Parliamentary elections were rigged. A CNN opinion poll, conducted on the day of the elections, showed that more then ninety per cent of the respondents denounced the elections as fraud. The official results from the Russian Electoral Committee differed from sample polls. According to official results, the ruling “United Russia” party enjoyed almost fifty per cent popularity, with major opposition parties gaining less then ten percent of the vote.
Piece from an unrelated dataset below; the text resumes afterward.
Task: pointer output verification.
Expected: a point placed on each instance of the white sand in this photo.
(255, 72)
It all seemed perfectly reasonable. First, the parliamentary elections with “United Russia” firmly in the lead. Then the election - or, rather, the endorsement - of Vladimir Putin as the country’s new old president. Few, if any, political analysts were expecting any changes in what seemed to be a done deal. Yet much has changed over the past week. Take a couple of Youtube videos with election officials throwing ballots into the ballot boxes, and an outpouring of protest ensued.
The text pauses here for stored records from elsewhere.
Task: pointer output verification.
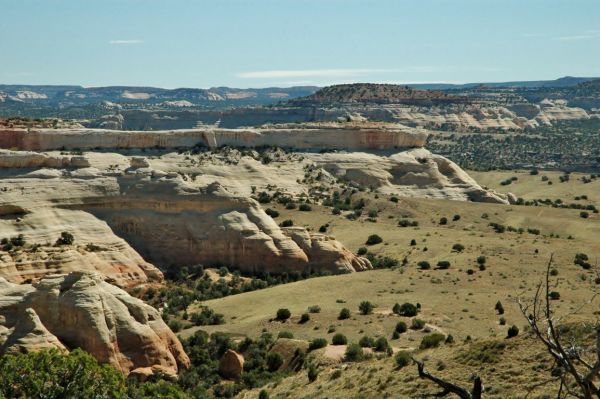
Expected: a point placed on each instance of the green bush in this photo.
(339, 339)
(417, 324)
(366, 307)
(354, 353)
(513, 331)
(458, 247)
(443, 264)
(374, 239)
(317, 343)
(381, 345)
(432, 341)
(366, 341)
(65, 238)
(53, 374)
(401, 327)
(424, 265)
(285, 334)
(402, 359)
(272, 212)
(499, 308)
(283, 314)
(406, 309)
(313, 373)
(344, 314)
(304, 318)
(274, 361)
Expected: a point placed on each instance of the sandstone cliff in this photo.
(81, 310)
(327, 136)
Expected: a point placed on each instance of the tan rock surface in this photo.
(81, 310)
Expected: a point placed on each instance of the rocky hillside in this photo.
(377, 94)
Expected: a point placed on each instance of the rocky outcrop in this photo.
(328, 136)
(27, 159)
(81, 310)
(171, 223)
(231, 365)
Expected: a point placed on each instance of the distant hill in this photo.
(376, 93)
(77, 95)
(566, 81)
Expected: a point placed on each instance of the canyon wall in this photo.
(340, 137)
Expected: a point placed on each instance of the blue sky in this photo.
(261, 43)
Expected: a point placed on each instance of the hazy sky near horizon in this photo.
(261, 43)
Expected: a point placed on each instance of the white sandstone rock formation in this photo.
(81, 310)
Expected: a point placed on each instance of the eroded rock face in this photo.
(81, 310)
(331, 136)
(171, 224)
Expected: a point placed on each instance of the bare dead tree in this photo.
(448, 387)
(576, 361)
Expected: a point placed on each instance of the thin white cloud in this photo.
(311, 73)
(126, 41)
(578, 37)
(533, 35)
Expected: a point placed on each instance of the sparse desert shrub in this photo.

“Putin’s nomination as, effectively, ‘the president for life’ - this was the tipping point” says political activist Andrei Sidelnikov of the “Speak Lauder” movement about United Russia’s decision to nominate Putin for yet another presidential term during its November 27th Congress. “Putin’s presidency was turning into Putin’s reign with little prospect for change”.
Self-fulfilling prophesies of Russia’s greatness and its “pivotal” place in the world - under Putin this became Russian politicians bread and butter.
Zhirinovsly’s “Protect Russian” ideology, nationalists marching on the streets of Moscow and Petersburg in what the organizers call “Russian pride” - the wave of neo-nationalism was carefully orchestrated to the growing disillusionment away from social problematics. Deadly mixture of Imperial nostalgia and Soviet Chauvinism pouring from the cinema screens, book shelves and political rallies - rhetoric replaced hope, buffed up patriotism - desire to re-enter the community of nations on equal terms.
Hope, that Russia will ‘make it’ to the new, just, secure and prosperous society, that Russia will become a member of the European family, that tomorrow will be better, then today was strongest in the early 90s. It survived hunger and depravations of first Perestroika years, terrorism and the war in Chechnya of the early 2000, crackdown on civil liberties of the early tears of “Putin decade”.
Yet with another decade of Putin and his government in sight, many lost faith in these promises: “High unemployment, a repressive security apparatus and a declining population - Russia has no place in modern world, if nothing is done. And it has to be done now” says Russia’s famous contemporary artist Dmirty Vrubel, one of the active protesters for fair elections.